Up to the present, patulin has not been subject to statutory regulation in most countries. However, the quality of fruit juice is controlled in some countries by the setting of a 'guideline' or a 'recommended' maximum concentration agreed with the apple processing industry. This is commonly set at 50 µg/litre. In the UK regular monitoring of apple juice has been carried out since 1992, and this has reduced the concentrations and incidence of patulin in juices to a very low level, chiefly through better storage of apples, the avoidance of damaged or poor-quality fruit, and better production protocols.

At the 32nd session of the Codex Committee on Food Additives and Contaminants, held in March 2000, discussions took place and a limit of 50 mg/kg for patulin in apple juice and apple juice ingredients in other beverages was proposed for adoption at Step 8 to the Codex Alimentarius Commission (July 2001). In this latter meeting, a consensus could not be reached and the Commission returned the draft maximum level to Step 6 for further consideration.

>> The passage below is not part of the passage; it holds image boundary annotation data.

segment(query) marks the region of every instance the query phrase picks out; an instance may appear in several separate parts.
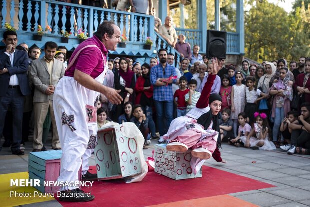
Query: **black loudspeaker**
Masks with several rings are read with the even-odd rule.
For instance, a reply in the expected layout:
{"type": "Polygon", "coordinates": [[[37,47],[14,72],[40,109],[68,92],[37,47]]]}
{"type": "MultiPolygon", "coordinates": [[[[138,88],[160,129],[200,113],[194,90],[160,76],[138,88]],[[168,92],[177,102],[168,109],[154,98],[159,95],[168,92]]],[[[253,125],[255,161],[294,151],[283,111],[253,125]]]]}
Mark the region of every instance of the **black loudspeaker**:
{"type": "Polygon", "coordinates": [[[226,32],[208,30],[206,38],[206,56],[208,58],[226,59],[226,32]]]}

Although various exposure assessments indicate that the average lifetime exposure of patulin is well below the provisional maximum tolerable daily intake (PMTDI), recent assessments indicate that the exposure of children to patulin through the consumption of apple juice is in the range of, or even exceeds, the PMDTI during a considerable period of the childhood. The Committee was of the opinion that this aspect needed a closer examination with regard to the potential health risks for children and that it was premature to adopt the level of 50 mg/kg as a maximum level for patulin in apple juice.